The Tube Strike! Even here in the US it’s big news. Never-ending queues at the train stations; gridlock in the streets, 1,000 of workers calling in “strike”–leaving those who live close by to man the battle stations alone.
If you must get to work, there’s always Uber. The hired car company will be happy to take you anywhere you want to go. They even sent out an email to everyone who uses the app, reminding them that there’s no such thing as a walkout in the sharing economy.
There is one, very tiny, hitch; Uber prices will be hirer than normal. The taxi companies, who are already upset with Uber say that the company is exploiting desperate Londoners, wringing every dime they can get out of them in their (24) hour (s) of need. Technically, this isn’t true. Uber routinely practices surge pricing which increases the price of a fare based on demand at that moment in time. That’s good, but controversial, business.
Uber isn’t the only company using the Tube strike to gain more customers. As PRWeek reports, money transfer app Payfriendz is offering free strike rides in return for a share on social media. A bike company is offering free bike checkups and you can get free coffee at Strada – but you have to show the Tweet or Facebook post to get it (which means a follow!)
Customers, like this Tweeter took offense when he saw the Uber email.
— Karl Eastham (@karleastham) August 5, 2015
Other Londoners were happy to accept free rides, coffee and coupons. Instead of seeing these brands as opportunistic, they see them as comrades doing what they can to salvage a very bad day.
Marketing on the back of bad news can be seen as opportunistic and as such could drive away more customers than it attracts.

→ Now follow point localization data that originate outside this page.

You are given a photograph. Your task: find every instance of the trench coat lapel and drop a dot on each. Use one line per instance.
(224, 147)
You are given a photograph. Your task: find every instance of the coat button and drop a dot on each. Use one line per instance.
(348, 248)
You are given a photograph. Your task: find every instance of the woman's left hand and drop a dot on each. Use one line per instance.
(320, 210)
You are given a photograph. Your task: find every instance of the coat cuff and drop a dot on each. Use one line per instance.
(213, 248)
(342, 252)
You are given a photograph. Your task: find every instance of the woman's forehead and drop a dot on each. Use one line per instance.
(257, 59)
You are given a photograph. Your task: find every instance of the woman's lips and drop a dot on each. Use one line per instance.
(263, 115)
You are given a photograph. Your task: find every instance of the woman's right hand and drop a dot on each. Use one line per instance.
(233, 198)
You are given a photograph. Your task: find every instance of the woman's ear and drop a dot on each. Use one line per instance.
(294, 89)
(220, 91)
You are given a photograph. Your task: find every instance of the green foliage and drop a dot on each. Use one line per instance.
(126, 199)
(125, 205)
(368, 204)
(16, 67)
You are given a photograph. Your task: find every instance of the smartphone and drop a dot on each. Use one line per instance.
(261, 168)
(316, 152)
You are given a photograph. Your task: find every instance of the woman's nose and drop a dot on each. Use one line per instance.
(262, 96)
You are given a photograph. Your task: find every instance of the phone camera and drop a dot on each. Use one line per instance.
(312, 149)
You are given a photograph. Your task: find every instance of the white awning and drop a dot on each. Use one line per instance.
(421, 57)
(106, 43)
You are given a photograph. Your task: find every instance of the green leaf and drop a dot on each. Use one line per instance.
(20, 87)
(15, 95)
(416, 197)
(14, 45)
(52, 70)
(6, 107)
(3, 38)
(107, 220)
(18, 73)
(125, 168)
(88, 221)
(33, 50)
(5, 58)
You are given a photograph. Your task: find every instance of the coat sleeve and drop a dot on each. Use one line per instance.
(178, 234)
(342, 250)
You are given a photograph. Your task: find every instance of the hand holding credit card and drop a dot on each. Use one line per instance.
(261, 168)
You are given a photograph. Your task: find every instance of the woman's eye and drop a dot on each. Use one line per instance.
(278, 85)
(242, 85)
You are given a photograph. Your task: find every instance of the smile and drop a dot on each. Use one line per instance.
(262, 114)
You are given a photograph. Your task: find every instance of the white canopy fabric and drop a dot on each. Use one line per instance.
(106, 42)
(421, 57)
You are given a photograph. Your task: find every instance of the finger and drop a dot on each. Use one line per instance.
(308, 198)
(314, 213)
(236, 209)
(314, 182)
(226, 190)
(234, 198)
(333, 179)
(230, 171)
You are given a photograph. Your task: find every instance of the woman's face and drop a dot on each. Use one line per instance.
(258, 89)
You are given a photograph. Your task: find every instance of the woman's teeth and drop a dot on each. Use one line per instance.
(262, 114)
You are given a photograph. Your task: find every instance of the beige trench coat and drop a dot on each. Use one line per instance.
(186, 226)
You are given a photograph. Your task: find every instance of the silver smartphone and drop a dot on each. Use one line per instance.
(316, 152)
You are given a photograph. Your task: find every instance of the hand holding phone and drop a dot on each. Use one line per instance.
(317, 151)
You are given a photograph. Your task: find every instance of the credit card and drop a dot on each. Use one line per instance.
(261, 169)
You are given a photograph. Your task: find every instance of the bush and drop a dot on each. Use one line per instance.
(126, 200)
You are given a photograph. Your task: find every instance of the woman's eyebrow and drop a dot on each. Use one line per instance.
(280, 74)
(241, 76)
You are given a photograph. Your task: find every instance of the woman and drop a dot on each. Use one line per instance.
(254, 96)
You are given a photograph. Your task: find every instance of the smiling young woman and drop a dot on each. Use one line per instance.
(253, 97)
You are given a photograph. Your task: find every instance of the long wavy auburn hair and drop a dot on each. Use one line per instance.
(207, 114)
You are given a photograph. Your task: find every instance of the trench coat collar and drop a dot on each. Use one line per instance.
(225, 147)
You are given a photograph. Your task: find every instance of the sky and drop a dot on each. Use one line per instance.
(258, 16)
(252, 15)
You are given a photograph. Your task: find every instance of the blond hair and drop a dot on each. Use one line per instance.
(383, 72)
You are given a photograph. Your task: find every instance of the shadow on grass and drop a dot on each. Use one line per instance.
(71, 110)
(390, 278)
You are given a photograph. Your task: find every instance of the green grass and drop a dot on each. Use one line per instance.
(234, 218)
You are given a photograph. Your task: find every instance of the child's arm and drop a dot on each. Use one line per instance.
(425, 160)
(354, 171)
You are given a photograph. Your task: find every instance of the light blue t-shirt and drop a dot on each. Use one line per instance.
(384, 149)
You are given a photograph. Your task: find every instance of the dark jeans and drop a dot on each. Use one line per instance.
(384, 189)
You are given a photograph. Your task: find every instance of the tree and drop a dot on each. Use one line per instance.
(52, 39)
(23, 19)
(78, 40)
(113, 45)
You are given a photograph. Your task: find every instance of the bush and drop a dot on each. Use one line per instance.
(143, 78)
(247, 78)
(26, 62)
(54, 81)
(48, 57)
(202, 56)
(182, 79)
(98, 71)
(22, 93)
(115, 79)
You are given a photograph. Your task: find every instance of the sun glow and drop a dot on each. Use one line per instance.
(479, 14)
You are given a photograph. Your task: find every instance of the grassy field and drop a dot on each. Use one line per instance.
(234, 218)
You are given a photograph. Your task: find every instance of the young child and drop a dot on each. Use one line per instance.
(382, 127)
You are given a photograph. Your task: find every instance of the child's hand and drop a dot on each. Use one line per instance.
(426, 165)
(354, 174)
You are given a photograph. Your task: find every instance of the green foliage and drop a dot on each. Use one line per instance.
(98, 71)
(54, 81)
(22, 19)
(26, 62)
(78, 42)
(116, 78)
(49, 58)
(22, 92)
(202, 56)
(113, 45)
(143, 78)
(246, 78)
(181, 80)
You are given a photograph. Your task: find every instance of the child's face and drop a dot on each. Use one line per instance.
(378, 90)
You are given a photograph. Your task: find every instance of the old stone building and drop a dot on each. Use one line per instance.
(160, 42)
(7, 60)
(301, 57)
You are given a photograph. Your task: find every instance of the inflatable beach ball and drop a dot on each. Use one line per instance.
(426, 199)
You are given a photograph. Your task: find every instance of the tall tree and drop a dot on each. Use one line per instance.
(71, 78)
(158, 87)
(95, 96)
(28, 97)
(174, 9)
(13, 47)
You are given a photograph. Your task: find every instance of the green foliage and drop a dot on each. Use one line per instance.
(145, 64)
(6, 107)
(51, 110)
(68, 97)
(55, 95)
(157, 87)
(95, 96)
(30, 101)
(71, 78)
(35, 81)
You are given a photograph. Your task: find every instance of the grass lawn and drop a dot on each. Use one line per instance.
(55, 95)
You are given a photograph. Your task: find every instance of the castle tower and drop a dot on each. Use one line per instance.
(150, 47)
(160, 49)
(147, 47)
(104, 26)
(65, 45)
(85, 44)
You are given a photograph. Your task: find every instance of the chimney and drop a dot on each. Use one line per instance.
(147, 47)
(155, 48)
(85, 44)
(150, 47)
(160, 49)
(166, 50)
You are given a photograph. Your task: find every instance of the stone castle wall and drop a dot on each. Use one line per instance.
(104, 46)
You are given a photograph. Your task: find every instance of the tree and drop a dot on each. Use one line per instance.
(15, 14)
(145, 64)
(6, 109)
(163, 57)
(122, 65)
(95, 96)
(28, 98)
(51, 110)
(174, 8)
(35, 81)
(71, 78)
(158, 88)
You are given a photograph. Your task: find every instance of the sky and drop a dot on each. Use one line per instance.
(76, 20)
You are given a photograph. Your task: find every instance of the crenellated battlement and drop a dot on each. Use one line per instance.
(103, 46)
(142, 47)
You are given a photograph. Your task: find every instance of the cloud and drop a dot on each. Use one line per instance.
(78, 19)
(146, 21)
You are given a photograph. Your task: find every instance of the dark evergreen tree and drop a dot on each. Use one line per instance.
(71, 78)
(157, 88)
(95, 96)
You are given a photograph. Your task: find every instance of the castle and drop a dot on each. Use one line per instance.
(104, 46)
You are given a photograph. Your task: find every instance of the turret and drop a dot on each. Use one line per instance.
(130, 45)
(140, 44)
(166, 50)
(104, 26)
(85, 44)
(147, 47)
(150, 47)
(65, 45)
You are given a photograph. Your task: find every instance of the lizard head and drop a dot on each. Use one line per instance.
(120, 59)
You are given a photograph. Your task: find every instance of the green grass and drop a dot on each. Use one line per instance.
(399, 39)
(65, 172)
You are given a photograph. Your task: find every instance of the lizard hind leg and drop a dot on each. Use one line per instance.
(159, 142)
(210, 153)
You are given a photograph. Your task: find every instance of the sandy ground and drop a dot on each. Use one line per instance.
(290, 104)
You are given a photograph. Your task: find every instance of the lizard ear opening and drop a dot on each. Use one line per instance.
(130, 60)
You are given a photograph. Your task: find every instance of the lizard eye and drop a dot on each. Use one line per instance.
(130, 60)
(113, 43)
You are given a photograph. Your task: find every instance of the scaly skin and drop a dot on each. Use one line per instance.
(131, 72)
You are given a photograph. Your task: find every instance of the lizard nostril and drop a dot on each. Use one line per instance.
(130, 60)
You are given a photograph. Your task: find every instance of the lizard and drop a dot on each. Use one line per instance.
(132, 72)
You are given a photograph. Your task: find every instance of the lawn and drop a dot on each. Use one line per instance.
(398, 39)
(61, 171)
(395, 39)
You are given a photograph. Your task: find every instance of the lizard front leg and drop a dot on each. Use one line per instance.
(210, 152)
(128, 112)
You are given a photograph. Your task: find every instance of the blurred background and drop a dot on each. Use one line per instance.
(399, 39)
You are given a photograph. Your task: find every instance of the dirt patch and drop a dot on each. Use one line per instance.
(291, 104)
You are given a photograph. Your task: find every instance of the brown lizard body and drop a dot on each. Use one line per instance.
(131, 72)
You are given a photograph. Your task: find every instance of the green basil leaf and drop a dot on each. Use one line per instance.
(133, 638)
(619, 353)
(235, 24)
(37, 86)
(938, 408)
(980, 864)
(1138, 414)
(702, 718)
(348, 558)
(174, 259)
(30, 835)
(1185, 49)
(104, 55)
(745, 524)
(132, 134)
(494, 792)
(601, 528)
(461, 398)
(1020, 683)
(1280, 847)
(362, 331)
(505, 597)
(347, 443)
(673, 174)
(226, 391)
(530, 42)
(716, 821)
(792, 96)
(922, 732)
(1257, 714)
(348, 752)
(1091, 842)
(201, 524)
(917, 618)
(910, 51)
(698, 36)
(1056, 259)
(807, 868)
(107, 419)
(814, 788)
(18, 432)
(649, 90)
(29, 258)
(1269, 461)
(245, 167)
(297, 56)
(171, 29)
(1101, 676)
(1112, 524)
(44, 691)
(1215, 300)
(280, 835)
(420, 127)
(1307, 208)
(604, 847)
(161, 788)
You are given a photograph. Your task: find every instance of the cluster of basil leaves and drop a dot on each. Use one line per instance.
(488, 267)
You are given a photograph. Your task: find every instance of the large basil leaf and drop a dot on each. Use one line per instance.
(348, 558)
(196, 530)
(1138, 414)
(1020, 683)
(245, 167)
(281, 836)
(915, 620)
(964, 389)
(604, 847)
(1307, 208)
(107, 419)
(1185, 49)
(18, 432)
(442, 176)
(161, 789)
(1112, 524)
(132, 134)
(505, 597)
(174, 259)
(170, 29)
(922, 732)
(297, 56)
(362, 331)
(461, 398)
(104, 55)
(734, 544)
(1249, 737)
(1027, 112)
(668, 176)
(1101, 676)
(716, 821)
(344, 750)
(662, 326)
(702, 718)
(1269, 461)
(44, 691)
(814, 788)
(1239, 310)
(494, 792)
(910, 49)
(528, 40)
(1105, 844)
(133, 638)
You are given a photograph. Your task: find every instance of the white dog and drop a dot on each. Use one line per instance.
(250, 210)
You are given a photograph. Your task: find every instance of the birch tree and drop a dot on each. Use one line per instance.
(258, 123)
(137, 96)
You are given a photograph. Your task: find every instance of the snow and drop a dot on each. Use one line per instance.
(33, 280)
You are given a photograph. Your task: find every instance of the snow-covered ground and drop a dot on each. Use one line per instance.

This is true even if you’re offering free rides and coffee. The one saving grace in this case is that the inciting event is an inconvenience, not a tragedy. If it was a terrorist attack, not a disgruntled union, that had shut down the Tube, all of these marketing messages would be highly inappropriate. Your company may have a solution but you don’t ever want to be seen as trying to profit in the face of a national tragedy.
In this case, Uber would have been better off advertising a lower fee for services during the strike. What they would have earned in good will, would have more than made up for what they lost in revenue.
Advertising in the face of adversity: opportunistic or smart business? What do you think?